Regret Analysis of Unichain Average Reward Constrained MDPs with General Parameterization
Anirudh Satheesh, Vaneet Aggarwal
TL;DR
This work tackles infinite-horizon average-reward CMDPs under the unichain setting with general policy parameterizations. It introduces a Primal-Dual Natural Actor–Critic algorithm that leverages MLMC estimators and a logarithmic burn-in to handle transient dynamics without mixing-time Oracles, achieving a regret and constraint-violation rate of $\tilde{O}(\sqrt{T})$. Core contributions include the first MLMC estimators for unichain Markov chains, a burn-in analysis that reduces sample complexity, and a rigorous finite-time regret bound that accounts for approximation errors in both policy and critic. The results substantially broaden the applicability of order-optimal CMDP guarantees to systems with transient states and complex function approximation, enabling scalable, constraint-aware RL in more realistic environments.
Abstract
We study infinite-horizon average-reward constrained Markov decision processes (CMDPs) under the unichain assumption and general policy parameterizations.

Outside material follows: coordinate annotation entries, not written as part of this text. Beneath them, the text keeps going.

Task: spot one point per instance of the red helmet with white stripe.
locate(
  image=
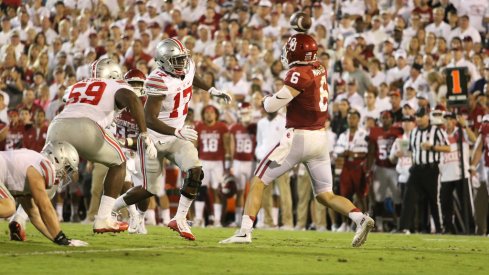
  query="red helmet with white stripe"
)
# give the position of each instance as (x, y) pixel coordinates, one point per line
(136, 79)
(105, 68)
(172, 57)
(300, 49)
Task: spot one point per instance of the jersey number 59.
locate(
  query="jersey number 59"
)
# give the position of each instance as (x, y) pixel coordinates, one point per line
(87, 93)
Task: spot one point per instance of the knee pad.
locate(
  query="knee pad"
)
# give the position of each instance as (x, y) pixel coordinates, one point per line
(192, 183)
(202, 193)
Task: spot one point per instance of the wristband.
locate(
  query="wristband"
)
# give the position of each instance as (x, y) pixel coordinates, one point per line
(61, 239)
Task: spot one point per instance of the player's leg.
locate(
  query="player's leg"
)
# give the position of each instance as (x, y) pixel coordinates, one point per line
(320, 171)
(266, 172)
(185, 156)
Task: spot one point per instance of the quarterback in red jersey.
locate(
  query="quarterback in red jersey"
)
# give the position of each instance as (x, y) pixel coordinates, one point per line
(243, 143)
(385, 176)
(213, 145)
(305, 140)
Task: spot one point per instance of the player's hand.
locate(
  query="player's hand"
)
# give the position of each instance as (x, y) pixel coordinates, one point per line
(149, 146)
(77, 243)
(215, 92)
(186, 133)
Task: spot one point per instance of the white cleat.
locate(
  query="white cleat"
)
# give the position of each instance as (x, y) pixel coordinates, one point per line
(363, 228)
(136, 225)
(238, 238)
(182, 227)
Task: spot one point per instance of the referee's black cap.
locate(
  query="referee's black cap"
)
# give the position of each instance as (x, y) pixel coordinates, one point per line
(422, 112)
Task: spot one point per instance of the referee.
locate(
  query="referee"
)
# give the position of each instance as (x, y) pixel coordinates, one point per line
(426, 143)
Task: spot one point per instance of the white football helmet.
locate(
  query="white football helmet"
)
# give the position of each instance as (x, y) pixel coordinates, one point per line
(65, 159)
(172, 57)
(136, 79)
(105, 68)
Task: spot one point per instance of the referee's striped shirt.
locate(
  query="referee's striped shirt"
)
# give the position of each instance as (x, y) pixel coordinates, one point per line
(432, 134)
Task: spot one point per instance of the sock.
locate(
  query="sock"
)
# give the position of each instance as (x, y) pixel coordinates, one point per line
(355, 215)
(247, 223)
(59, 211)
(238, 215)
(20, 216)
(131, 208)
(106, 205)
(217, 213)
(183, 205)
(199, 210)
(150, 217)
(275, 211)
(261, 219)
(165, 215)
(119, 204)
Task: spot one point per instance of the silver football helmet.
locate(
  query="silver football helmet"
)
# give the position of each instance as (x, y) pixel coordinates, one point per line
(105, 68)
(436, 117)
(172, 57)
(65, 159)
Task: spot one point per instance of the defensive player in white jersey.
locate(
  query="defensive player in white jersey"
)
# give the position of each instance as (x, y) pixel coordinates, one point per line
(90, 108)
(169, 89)
(26, 175)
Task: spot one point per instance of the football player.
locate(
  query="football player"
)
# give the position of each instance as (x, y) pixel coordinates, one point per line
(26, 175)
(380, 143)
(243, 143)
(305, 94)
(169, 89)
(127, 132)
(90, 108)
(213, 146)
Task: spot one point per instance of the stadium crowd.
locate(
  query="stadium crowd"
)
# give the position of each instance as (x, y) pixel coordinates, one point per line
(385, 62)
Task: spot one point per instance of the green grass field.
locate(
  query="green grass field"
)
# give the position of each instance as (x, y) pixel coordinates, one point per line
(272, 252)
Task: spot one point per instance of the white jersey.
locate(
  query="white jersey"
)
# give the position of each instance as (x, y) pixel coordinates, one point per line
(403, 163)
(14, 174)
(93, 98)
(177, 92)
(450, 163)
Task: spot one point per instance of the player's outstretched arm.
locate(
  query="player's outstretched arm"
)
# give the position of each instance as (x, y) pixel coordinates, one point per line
(273, 103)
(34, 215)
(40, 197)
(127, 98)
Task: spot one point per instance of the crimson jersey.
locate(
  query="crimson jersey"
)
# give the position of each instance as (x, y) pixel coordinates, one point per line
(484, 131)
(125, 124)
(14, 137)
(211, 140)
(383, 141)
(309, 109)
(244, 141)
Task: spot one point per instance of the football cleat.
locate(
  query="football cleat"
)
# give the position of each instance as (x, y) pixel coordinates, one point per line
(17, 233)
(363, 228)
(109, 225)
(136, 225)
(181, 226)
(240, 237)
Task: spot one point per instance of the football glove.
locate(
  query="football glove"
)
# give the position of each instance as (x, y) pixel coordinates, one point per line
(215, 92)
(149, 146)
(186, 133)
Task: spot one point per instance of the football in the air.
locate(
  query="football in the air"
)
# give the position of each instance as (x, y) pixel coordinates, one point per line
(300, 21)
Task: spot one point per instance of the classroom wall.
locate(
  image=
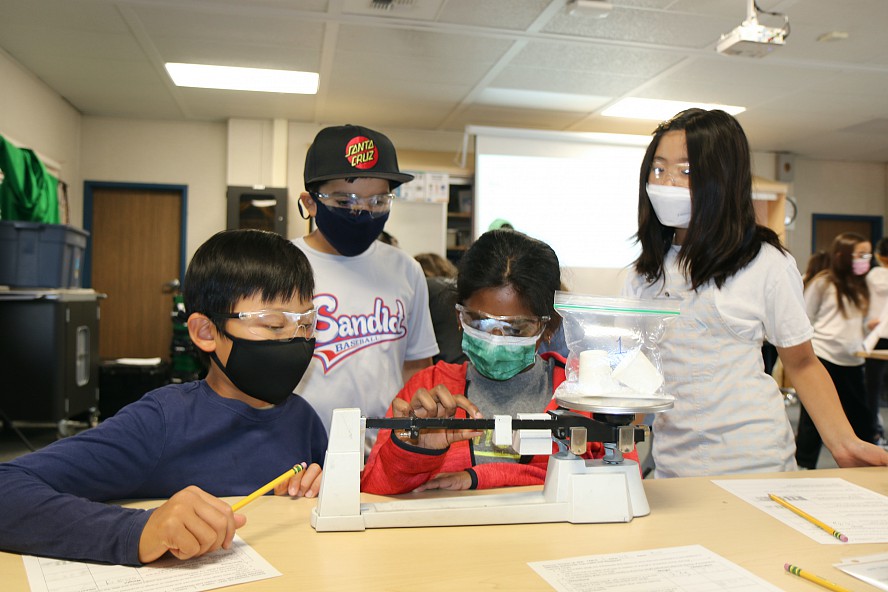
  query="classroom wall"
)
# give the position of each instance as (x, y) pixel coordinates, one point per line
(33, 116)
(832, 187)
(166, 152)
(196, 154)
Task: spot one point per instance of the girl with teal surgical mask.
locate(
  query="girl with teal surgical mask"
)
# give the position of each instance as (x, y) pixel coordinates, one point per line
(500, 347)
(505, 294)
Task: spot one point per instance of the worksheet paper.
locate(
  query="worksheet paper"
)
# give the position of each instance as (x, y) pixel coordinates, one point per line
(237, 565)
(678, 569)
(856, 512)
(872, 569)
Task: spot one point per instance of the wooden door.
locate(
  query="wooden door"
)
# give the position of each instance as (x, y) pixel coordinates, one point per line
(136, 251)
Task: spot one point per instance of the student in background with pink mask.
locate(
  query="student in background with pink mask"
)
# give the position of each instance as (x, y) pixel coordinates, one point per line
(837, 301)
(737, 286)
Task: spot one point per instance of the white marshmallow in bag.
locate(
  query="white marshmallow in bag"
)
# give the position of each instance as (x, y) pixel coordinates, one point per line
(595, 376)
(639, 374)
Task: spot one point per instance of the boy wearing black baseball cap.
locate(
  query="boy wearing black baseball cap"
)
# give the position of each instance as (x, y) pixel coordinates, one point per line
(374, 327)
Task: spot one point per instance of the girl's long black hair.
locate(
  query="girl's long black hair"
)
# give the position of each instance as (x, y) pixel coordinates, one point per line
(722, 236)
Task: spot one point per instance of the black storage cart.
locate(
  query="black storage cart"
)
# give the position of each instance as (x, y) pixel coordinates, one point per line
(49, 356)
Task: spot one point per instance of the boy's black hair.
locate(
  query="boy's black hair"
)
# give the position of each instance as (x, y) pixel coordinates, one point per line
(235, 264)
(510, 258)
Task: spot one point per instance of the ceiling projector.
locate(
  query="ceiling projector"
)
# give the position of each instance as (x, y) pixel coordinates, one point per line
(751, 40)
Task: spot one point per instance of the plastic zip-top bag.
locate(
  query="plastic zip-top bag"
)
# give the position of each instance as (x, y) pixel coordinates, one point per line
(613, 346)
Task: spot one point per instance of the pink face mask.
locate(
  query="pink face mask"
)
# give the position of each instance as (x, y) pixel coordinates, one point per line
(860, 266)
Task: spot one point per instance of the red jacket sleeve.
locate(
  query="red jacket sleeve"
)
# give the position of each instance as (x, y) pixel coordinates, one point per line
(396, 467)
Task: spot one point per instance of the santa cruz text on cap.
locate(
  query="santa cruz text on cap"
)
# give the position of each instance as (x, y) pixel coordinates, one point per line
(348, 151)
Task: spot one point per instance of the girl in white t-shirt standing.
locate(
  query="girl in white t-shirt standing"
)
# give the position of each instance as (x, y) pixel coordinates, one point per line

Existing regret analyses for constrained reinforcement learning largely rely on ergodicity or strong mixing-time assumptions, which fail to hold in the presence of transient states. We propose a primal--dual natural actor--critic algorithm that leverages multi-level Monte Carlo (MLMC) estimators and an explicit burn-in mechanism to handle unichain dynamics without requiring mixing-time oracles. Our analysis establishes finite-time regret and cumulative constraint violation bounds that scale as $\tilde{O}(\sqrt{T})$, up to approximation errors arising from policy and critic parameterization, thereby extending order-optimal guarantees to a significantly broader class of CMDPs.